L'Afrique dispose des atouts pour développer une agriculture viable et respectueuse de l'environnement. A condition de s'appuyer sur les communautés paysannes qui en sont le moteur.
On sent un peu partout sur le continent africain les frémissements du développement: urbanisation rapide, investissements étrangers, constitution d'une classe moyenne...
Même si les situations locales sont très contrastées et la pauvreté encore massive, il semble bien que l'Afrique s'engage dans la voie du développement économique qu'ont connue d'autres économies émergentes.
Avec en corolaire quelques questions importantes pour l'Afrique et pour le reste du monde à l'heure où «l’économie verte» est en débat à la Conférence mondiale Rio+20: quel sera l'avenir des paysanneries africaines et des zones rurales qui totalisent plus de 600 millions d'habitants? Sont-elles vouées à émigrer vers les villes, laissant progressivement la place à de grandes exploitations mécanisées? Quel rôle l'agriculture familiale africaine peut-elle jouer dans l'énorme enjeu alimentaire et environnemental de ces prochaines années?
Cordonnier mal chaussé
Ces paysanneries profondément enracinées dans leur histoire peuvent-elles inventer une forme de modernité en accord avec leur culture ?
Le fonds Livelihoods est né d'un simple mais terrible constat qui concerne en premier lieu les paysanneries africaines: sur 1,2 milliard de personnes qui souffrent de malnutrition dans le monde, près de 80% sont des agriculteurs, des éleveurs ou des pêcheurs pauvres dont les ressources sont directement liées aux écosystèmes où vivent ces communautés.
Ces producteurs pauvres assurent pourtant la majeure partie de l’alimentation mondiale sur de petites exploitations dont le devenir sera déterminant dans la lutte pour la sécurité alimentaire, la réduction de la pauvreté et le départ des populations rurales vers les villes du continent ou des pays du nord.
La pression de l’activité humaine sur des écosystèmes fragiles s’amplifie fortement: dégradation et érosion des sols, déforestation, surpâturage, appauvrissement de la biodiversité.

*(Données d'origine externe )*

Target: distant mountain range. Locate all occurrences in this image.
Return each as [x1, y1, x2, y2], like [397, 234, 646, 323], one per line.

La «révolution verte» qui, dans les années 70-80, a permis d’accroître fortement la productivité d’une partie des agricultures en Asie du Sud par le recours massif aux engrais chimiques et aux pesticides est difficilement généralisable sans aggraver la crise écologique.

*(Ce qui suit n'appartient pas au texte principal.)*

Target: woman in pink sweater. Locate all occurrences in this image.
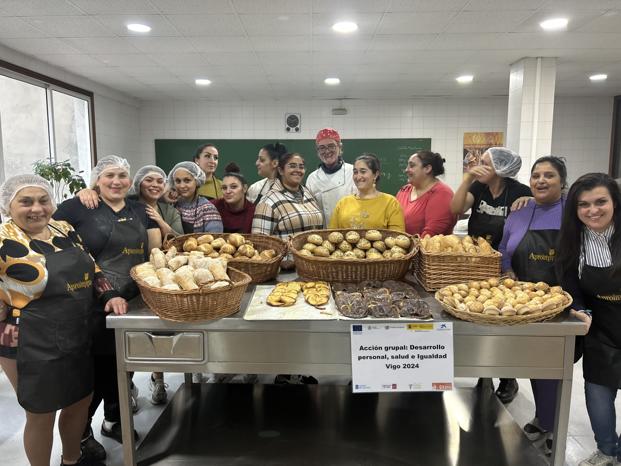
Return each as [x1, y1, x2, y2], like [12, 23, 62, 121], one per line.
[397, 150, 457, 236]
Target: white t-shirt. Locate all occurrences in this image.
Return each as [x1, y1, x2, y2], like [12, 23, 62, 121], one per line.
[306, 163, 357, 225]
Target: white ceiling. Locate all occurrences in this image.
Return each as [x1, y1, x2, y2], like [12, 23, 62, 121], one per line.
[0, 0, 621, 100]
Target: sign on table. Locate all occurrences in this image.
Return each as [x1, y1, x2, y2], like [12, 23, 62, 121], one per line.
[351, 322, 454, 393]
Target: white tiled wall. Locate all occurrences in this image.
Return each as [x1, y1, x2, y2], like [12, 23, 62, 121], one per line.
[133, 97, 612, 192]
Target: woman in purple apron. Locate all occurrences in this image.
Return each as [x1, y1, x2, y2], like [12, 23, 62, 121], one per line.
[0, 175, 127, 466]
[557, 173, 621, 466]
[499, 156, 567, 454]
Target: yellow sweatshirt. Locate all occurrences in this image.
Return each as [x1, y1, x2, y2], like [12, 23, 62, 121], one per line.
[329, 193, 405, 231]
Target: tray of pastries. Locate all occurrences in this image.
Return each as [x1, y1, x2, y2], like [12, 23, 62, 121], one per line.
[435, 278, 572, 325]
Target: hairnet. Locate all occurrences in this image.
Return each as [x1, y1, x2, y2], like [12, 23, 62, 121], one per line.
[315, 128, 341, 144]
[0, 174, 56, 215]
[485, 147, 522, 178]
[168, 162, 206, 187]
[128, 165, 167, 196]
[90, 155, 129, 188]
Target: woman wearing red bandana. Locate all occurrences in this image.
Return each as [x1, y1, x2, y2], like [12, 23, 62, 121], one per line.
[306, 128, 356, 225]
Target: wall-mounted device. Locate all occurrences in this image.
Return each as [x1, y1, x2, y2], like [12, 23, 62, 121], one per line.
[285, 113, 302, 133]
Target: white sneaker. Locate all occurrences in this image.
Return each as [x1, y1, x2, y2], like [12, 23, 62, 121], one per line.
[578, 450, 618, 466]
[129, 383, 138, 413]
[149, 377, 168, 405]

Pourtant, l’augmentation des besoins alimentaires liés à l’accroissement de la population mondiale (estimée à 9 milliards en 2050) combinée aux enjeux de changement climatique nécessite une mutation profonde des modèles de production agricole. Des agricultures «écologiquement intensives» devront se substituer progressivement à l’agriculture à «haute intensité carbone».
S'appuyer sur les communautés paysannes
L'Afrique se trouve au coeur de ces enjeux à l'heure où l'on parle de «green economy»: elle dispose d'immenses superficies de terres, de ressources en eau et d'une part importante de la biodiversité de la planète. Ses populations paysannes sont nombreuses et jeunes.
L'essor rapide des villes d'Afrique offre des débouchés croissants pour des productions régionales. Comment peut-elle tirer partie de ces atouts pour «inventer» des modèles agricoles permettant d'intensifier la production dans le cadre d'une gestion durable des ressources naturelles et des écosystèmes? Des modèles s'appuyant sur les communautés paysannes qui en sont le moteur, tout particulièrement les groupes de femmes que l'on retrouve à la tête des initiatives d'un bout à l'autre du continent.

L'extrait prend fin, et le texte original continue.